Tidhar was born in Jaffa in 1897, his parents’ seventh child but the first to survive. He attended a religious school in Jaffa's Neve Shalom district that was founded by his father, Moshe Bezalel Todrosovitz. (Moshe Todrosovich was a philanthropist who had been instrumental in bringing Abraham Isaac Kook to serve as a rabbi in Jaffa - and Rabbi Kook later expressed admiration for his son, saying he had zekhut avot i.e. that he took after his father). Tidhar would later recall his childhood in Jaffa's pre-Tel Aviv era in his memoirs.

Tidhar was involved in community affairs from an early age, including preventing Christian missionary activity during the British mandate period. However his main early passion was football. In 1913 he became the initiator and player of the Maccabi Tel Aviv football team.

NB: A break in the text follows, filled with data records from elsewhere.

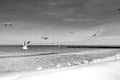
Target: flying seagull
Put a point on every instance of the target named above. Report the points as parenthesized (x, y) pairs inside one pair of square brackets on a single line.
[(7, 24), (45, 38), (25, 44), (95, 34), (72, 32)]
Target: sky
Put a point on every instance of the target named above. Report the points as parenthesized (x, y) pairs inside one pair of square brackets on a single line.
[(62, 21)]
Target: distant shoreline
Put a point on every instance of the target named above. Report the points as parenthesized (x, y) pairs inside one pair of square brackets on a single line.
[(71, 46)]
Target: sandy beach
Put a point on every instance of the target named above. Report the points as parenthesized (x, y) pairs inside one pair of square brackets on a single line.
[(91, 64)]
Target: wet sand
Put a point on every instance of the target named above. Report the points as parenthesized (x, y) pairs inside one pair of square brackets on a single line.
[(12, 64)]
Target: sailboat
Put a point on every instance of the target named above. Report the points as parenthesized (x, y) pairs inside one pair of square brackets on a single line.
[(25, 44)]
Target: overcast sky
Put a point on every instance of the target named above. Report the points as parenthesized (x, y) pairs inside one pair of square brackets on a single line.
[(71, 21)]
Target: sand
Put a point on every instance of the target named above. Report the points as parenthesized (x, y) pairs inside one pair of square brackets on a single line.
[(100, 67)]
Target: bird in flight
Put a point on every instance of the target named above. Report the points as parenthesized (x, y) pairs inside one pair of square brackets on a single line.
[(72, 32), (45, 38), (95, 34), (7, 24)]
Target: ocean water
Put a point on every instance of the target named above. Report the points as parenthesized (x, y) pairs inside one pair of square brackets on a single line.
[(9, 50), (14, 59)]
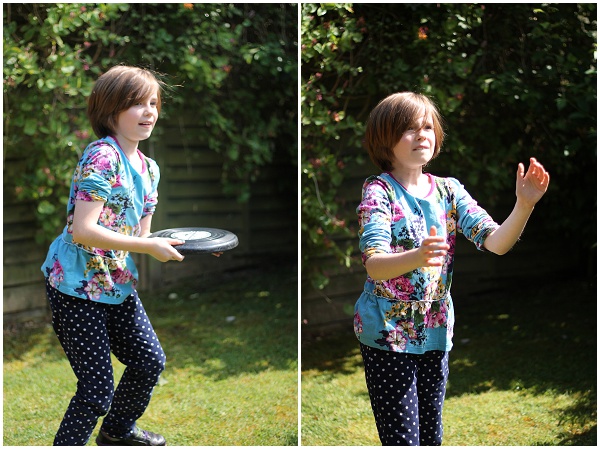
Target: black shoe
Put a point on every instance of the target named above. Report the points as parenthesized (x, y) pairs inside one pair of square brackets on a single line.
[(137, 438)]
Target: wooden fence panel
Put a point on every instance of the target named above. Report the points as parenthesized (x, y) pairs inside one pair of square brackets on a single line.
[(190, 194)]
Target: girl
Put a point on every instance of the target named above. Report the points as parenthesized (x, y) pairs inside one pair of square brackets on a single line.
[(90, 273), (409, 219)]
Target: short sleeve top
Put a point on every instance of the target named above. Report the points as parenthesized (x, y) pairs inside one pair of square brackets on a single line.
[(103, 174), (413, 312)]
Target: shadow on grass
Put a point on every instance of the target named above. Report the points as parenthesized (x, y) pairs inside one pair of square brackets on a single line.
[(234, 323), (538, 337)]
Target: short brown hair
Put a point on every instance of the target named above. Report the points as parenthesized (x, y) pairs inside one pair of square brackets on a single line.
[(391, 118), (116, 91)]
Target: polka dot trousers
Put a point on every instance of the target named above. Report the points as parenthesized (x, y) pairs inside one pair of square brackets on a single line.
[(88, 331), (407, 395)]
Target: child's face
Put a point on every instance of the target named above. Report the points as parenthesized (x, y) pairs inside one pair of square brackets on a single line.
[(417, 145), (137, 122)]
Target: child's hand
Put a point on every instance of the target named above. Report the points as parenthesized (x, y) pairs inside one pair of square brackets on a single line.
[(433, 249), (162, 249), (532, 185)]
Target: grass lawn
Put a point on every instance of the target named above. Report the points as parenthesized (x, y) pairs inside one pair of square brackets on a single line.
[(231, 376), (522, 373)]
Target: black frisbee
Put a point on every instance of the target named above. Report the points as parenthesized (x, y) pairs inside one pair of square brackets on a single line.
[(200, 240)]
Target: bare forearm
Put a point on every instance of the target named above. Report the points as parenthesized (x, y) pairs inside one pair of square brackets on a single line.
[(504, 238), (99, 237), (389, 266)]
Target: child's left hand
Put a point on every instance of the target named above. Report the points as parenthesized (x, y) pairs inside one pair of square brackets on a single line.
[(532, 185)]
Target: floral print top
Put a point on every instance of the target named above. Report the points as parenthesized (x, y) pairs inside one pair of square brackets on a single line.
[(103, 174), (413, 313)]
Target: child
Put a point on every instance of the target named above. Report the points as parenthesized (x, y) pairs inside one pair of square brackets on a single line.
[(90, 273), (409, 219)]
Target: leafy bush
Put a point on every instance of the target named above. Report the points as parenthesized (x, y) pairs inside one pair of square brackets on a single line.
[(233, 66), (512, 81)]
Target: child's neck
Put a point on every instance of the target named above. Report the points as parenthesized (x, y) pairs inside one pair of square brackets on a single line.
[(129, 147)]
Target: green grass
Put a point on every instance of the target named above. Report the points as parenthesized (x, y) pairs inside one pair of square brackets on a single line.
[(227, 381), (522, 373)]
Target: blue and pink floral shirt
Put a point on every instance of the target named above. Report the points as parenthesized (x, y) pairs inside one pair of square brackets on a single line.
[(413, 313), (103, 174)]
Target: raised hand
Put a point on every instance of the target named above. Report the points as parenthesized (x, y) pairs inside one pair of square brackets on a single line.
[(532, 185)]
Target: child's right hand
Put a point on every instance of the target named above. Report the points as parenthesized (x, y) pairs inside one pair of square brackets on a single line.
[(163, 249), (433, 250)]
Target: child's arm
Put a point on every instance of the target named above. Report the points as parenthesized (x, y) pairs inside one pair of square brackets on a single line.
[(88, 232), (530, 189), (431, 253)]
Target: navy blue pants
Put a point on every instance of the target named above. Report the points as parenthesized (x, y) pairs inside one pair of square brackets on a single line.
[(407, 395), (88, 332)]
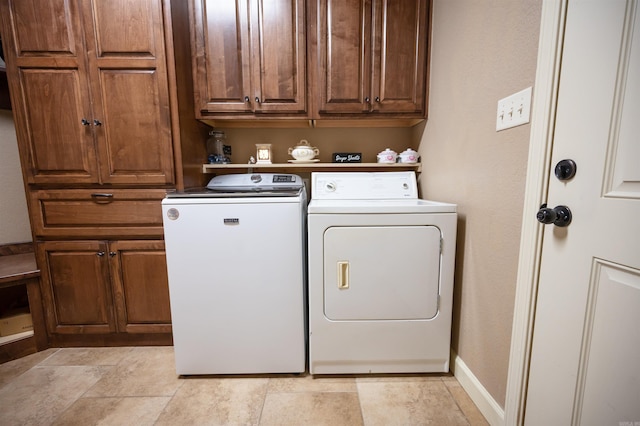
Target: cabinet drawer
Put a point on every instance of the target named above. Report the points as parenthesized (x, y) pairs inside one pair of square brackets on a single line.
[(95, 213)]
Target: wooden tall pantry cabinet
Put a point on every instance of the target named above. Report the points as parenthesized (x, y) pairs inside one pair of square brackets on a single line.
[(93, 88)]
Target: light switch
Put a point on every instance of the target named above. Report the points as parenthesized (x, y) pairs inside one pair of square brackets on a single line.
[(514, 110)]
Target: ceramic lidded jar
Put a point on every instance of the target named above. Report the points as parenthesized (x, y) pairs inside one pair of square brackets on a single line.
[(409, 156), (303, 151), (387, 156)]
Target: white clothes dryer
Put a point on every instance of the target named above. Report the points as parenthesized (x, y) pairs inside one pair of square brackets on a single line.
[(381, 265)]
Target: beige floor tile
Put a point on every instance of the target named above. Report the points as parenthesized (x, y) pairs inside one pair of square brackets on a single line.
[(309, 383), (145, 371), (213, 401), (12, 369), (401, 378), (408, 403), (311, 408), (465, 403), (139, 411), (42, 393), (88, 356)]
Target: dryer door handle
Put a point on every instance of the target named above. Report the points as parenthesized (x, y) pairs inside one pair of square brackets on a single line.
[(343, 274)]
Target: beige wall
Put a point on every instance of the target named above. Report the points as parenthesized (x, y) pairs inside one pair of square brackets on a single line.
[(14, 218), (481, 52)]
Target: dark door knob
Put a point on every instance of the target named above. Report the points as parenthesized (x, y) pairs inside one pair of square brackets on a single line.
[(565, 169), (559, 215)]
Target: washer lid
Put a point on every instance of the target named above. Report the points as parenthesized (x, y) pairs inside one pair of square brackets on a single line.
[(255, 182), (364, 186)]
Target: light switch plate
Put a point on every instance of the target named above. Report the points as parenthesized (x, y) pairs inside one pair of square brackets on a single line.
[(514, 110)]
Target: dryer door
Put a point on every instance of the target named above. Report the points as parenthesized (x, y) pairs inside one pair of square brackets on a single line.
[(381, 272)]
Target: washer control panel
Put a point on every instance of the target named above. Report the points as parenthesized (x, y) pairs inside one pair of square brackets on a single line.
[(364, 186)]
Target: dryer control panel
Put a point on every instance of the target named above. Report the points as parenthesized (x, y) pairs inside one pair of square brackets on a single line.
[(364, 186)]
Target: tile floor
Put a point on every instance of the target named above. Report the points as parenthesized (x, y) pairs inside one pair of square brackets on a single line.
[(138, 386)]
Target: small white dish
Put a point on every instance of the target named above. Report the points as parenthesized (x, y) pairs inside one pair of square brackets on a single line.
[(315, 160)]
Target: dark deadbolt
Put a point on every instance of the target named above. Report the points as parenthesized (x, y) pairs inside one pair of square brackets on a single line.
[(565, 169), (559, 216)]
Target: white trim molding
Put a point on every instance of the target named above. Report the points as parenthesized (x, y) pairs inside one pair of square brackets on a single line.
[(490, 409), (538, 169)]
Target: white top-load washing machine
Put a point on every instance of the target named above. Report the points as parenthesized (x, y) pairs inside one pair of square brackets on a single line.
[(381, 266), (237, 276)]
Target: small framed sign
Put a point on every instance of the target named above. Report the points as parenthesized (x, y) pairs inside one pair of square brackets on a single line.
[(347, 157), (263, 153)]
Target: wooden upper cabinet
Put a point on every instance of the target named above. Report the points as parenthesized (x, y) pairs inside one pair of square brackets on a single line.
[(91, 85), (250, 57), (372, 57)]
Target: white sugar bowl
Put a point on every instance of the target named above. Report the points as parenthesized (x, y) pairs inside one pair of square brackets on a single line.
[(303, 151), (409, 156), (387, 156)]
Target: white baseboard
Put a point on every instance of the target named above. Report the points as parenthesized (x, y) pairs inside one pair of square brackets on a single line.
[(489, 408)]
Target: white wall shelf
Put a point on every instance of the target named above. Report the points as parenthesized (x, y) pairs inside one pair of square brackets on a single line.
[(313, 167)]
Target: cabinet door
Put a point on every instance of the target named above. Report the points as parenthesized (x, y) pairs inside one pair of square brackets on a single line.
[(250, 57), (372, 57), (400, 56), (344, 53), (75, 287), (221, 56), (131, 112), (278, 60), (47, 76), (141, 286)]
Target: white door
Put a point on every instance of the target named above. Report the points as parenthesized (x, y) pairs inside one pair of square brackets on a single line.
[(381, 272), (585, 361)]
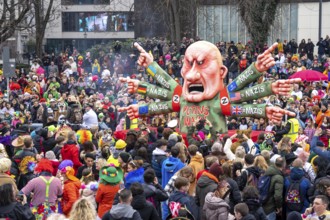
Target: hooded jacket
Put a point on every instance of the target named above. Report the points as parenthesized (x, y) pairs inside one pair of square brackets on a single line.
[(104, 197), (135, 176), (255, 209), (158, 194), (242, 180), (122, 212), (197, 164), (297, 174), (215, 208), (170, 166), (158, 157), (187, 201), (70, 151), (207, 183), (275, 200), (70, 195), (146, 210)]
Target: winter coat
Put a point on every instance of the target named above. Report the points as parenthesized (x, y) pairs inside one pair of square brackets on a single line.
[(70, 195), (197, 164), (70, 151), (187, 201), (104, 197), (170, 166), (158, 194), (158, 157), (146, 209), (207, 183), (275, 200), (297, 174), (16, 211), (215, 208), (255, 209), (89, 194), (135, 176), (234, 195), (242, 180), (122, 212)]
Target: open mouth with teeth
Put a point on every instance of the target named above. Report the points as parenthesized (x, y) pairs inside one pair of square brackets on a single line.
[(196, 88)]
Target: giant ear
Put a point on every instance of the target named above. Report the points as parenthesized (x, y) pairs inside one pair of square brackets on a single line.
[(223, 71)]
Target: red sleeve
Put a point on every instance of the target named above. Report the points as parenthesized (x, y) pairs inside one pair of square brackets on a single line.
[(72, 197), (75, 159), (99, 194)]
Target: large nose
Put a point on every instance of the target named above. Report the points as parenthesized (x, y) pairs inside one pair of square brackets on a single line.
[(193, 74)]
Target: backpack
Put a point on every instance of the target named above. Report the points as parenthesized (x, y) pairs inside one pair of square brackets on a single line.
[(293, 196), (252, 180), (178, 210), (151, 199), (263, 187), (77, 115)]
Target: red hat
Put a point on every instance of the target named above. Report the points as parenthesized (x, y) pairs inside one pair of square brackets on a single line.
[(94, 78), (216, 170), (119, 135)]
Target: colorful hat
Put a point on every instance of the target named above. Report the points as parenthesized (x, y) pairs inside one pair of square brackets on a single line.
[(63, 131), (19, 141), (69, 172), (120, 144), (27, 165), (111, 175)]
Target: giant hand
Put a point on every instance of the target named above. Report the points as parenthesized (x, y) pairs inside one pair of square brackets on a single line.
[(276, 114), (145, 58), (133, 84), (132, 111), (266, 60), (283, 87)]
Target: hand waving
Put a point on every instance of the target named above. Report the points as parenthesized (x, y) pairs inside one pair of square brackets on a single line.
[(145, 58), (266, 60)]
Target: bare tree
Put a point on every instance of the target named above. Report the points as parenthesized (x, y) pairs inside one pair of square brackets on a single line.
[(13, 16), (258, 16), (177, 16)]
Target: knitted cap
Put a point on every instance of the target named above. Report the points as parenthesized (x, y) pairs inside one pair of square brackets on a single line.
[(50, 155), (125, 156), (216, 170)]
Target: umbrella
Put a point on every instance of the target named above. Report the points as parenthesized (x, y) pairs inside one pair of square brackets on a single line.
[(309, 75)]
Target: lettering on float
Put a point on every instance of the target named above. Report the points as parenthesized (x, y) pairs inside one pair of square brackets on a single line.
[(252, 110), (191, 114), (162, 81), (244, 76), (157, 91), (158, 107), (254, 91)]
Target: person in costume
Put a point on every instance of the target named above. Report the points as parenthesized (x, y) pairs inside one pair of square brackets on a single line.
[(46, 190), (70, 190), (203, 94), (110, 178)]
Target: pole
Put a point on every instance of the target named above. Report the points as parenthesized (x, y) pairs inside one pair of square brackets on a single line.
[(320, 19)]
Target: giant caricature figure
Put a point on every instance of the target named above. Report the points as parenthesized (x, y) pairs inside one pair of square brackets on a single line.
[(203, 94)]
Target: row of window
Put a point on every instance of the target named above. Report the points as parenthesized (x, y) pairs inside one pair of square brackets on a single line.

Communal activity included founding a charitable organisation (gemach) to provide clothing and shoes to the poor and also to provide advice on avoiding cholera during an epidemic in 1916. In 1918 he volunteered for the Jewish legion, and was involved in the defence of Jaffa's Jews during the 1921 Jaffa riots.

==Early career==
Tidhar was among the first people to join the Haganah self-defense group and in 1921, he joined and served in the British-run Palestine Police Force, where he initially served in Jaffa but soon moved and became commanding officer in West Jerusalem until 1925. Tidhar was instrumental in helping Jews in awkward situations (for example, the wife of a man who refused to give his wife her divorce papers, and once having to work on Yom Kippur to help some refugees - where he dressed as an Arab so as not to distress his fellow Jews). Rabbi Kook said "There are two men who assist me in maintaining order in religious affairs in Jerusalem. The first is the British High Commissioner, Herbert Samuel. And the second is police officer David Tidhar. However, there is a difference between the two. The commissioner always confers first with his legal advisor, so his assistance is often delayed. Officer Tidhar, on the other hand, is diligent and energetic. He does whatever he promises, quickly overcoming all obstacles."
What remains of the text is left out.